Score de risque polygénique en santé mentale ?  - Une majorité de la psychologie développementale ne sert à rien - Le PIB de Babylone ? - Les biais sexistes dans l’enseignement -TikTok et les troubles alimentaires - Abonnés : Rétraction chez PLOS one

Psycho Papers
8 min ⋅ 24/09/2025

À quoi sert l’information du score de risque polygénique en santé mentale ? 

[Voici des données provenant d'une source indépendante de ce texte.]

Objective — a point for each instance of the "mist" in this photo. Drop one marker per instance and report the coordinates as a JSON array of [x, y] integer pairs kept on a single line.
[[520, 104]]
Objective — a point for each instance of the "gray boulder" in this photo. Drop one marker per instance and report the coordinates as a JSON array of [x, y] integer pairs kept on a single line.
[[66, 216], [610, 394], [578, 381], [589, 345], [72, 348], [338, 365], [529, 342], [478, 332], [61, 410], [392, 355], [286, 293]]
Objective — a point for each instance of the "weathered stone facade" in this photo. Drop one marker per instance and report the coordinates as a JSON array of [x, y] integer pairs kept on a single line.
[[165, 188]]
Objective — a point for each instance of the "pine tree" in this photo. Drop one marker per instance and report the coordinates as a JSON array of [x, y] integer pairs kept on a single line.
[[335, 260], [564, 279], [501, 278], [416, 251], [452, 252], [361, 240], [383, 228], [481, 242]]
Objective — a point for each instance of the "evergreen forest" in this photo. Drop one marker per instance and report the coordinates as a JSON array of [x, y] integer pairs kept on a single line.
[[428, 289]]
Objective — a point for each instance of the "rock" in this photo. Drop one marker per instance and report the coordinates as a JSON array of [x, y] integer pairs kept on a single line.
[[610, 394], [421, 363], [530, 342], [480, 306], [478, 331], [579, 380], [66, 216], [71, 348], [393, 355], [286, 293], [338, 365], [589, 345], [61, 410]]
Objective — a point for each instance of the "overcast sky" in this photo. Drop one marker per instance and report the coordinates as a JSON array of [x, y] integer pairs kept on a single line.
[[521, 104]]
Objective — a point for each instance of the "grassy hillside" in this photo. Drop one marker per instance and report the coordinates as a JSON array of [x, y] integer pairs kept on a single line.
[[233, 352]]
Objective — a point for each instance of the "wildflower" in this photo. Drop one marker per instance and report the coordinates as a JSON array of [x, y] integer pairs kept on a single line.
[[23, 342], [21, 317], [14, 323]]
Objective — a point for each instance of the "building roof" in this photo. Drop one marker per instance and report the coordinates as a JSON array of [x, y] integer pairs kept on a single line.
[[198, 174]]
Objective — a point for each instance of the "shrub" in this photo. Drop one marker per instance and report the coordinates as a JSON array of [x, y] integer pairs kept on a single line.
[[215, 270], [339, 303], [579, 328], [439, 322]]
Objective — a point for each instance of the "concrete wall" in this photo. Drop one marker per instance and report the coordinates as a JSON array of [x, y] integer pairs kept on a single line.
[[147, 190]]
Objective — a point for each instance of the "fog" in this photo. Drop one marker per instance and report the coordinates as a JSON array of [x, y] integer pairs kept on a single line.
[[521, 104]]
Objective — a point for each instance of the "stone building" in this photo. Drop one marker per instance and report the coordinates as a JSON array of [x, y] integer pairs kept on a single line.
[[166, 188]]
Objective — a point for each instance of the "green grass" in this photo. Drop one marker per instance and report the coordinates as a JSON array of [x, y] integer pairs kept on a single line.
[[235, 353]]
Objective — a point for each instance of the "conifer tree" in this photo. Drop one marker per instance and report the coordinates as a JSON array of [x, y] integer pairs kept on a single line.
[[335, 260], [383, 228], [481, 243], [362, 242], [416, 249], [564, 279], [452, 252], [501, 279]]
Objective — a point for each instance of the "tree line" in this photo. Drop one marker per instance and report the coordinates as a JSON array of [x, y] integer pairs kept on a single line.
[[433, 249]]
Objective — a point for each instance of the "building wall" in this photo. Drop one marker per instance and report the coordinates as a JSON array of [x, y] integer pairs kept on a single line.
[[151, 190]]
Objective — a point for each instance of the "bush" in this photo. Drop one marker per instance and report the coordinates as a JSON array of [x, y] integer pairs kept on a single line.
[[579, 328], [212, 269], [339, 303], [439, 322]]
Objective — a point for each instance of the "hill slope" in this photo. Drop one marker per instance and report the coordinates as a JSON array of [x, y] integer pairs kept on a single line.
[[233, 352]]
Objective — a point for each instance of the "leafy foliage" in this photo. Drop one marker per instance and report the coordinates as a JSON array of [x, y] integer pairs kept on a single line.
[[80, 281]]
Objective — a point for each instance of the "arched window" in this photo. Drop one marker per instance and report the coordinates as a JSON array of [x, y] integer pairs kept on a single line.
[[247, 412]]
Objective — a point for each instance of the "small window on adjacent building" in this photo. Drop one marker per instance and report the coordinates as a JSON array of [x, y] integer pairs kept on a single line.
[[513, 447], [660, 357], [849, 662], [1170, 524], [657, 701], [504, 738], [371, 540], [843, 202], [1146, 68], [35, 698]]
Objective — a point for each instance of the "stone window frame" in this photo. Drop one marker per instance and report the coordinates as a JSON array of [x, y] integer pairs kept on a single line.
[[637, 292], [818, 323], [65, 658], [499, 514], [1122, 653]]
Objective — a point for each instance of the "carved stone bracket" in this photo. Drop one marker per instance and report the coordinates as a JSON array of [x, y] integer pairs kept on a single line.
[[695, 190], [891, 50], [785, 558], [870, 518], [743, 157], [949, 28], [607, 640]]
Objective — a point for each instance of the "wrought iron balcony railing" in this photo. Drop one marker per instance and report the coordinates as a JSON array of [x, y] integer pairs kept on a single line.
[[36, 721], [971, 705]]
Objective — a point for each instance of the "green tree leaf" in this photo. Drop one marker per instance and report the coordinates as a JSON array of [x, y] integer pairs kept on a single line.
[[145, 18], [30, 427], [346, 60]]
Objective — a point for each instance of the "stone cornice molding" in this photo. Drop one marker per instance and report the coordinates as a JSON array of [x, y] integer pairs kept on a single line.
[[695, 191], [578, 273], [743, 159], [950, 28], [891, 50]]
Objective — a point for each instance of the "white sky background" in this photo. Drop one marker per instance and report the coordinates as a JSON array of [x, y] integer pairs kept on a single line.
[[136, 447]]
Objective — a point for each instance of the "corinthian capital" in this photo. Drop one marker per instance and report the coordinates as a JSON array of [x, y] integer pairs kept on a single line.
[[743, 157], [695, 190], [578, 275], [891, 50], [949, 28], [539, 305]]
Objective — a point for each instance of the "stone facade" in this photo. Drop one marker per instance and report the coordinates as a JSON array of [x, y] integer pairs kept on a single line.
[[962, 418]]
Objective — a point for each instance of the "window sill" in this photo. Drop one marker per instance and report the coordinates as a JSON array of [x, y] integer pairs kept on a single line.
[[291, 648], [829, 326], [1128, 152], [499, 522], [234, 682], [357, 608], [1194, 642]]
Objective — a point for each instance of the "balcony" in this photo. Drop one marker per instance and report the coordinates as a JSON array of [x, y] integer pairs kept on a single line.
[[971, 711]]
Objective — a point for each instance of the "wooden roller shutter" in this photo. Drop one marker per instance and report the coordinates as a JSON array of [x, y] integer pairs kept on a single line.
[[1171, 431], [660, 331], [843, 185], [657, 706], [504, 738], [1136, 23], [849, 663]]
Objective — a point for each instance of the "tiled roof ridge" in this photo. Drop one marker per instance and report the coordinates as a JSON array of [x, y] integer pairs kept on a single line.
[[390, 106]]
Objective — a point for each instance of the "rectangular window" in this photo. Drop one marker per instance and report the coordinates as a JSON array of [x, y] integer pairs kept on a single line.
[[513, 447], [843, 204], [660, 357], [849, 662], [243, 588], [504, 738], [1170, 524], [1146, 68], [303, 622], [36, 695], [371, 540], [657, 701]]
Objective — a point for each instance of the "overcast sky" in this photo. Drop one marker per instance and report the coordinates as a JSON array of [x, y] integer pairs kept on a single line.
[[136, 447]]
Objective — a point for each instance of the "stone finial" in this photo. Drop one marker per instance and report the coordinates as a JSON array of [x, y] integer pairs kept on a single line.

Le score de risque polygénique est le lien (la corrélation) entre l’expression de gènes et des troubles médicaux comme les maladies cardiovasculaires, les cancers, le diabète etc. 

Selon cette méta-analyse, il y a 12 études qui ont testé cette association. Selon ses résultats, il n’y a pas d’intérêt d’utiliser les risques polygéniques pour prédire les risques de trouble de santé, ni de troubles psychologiques. 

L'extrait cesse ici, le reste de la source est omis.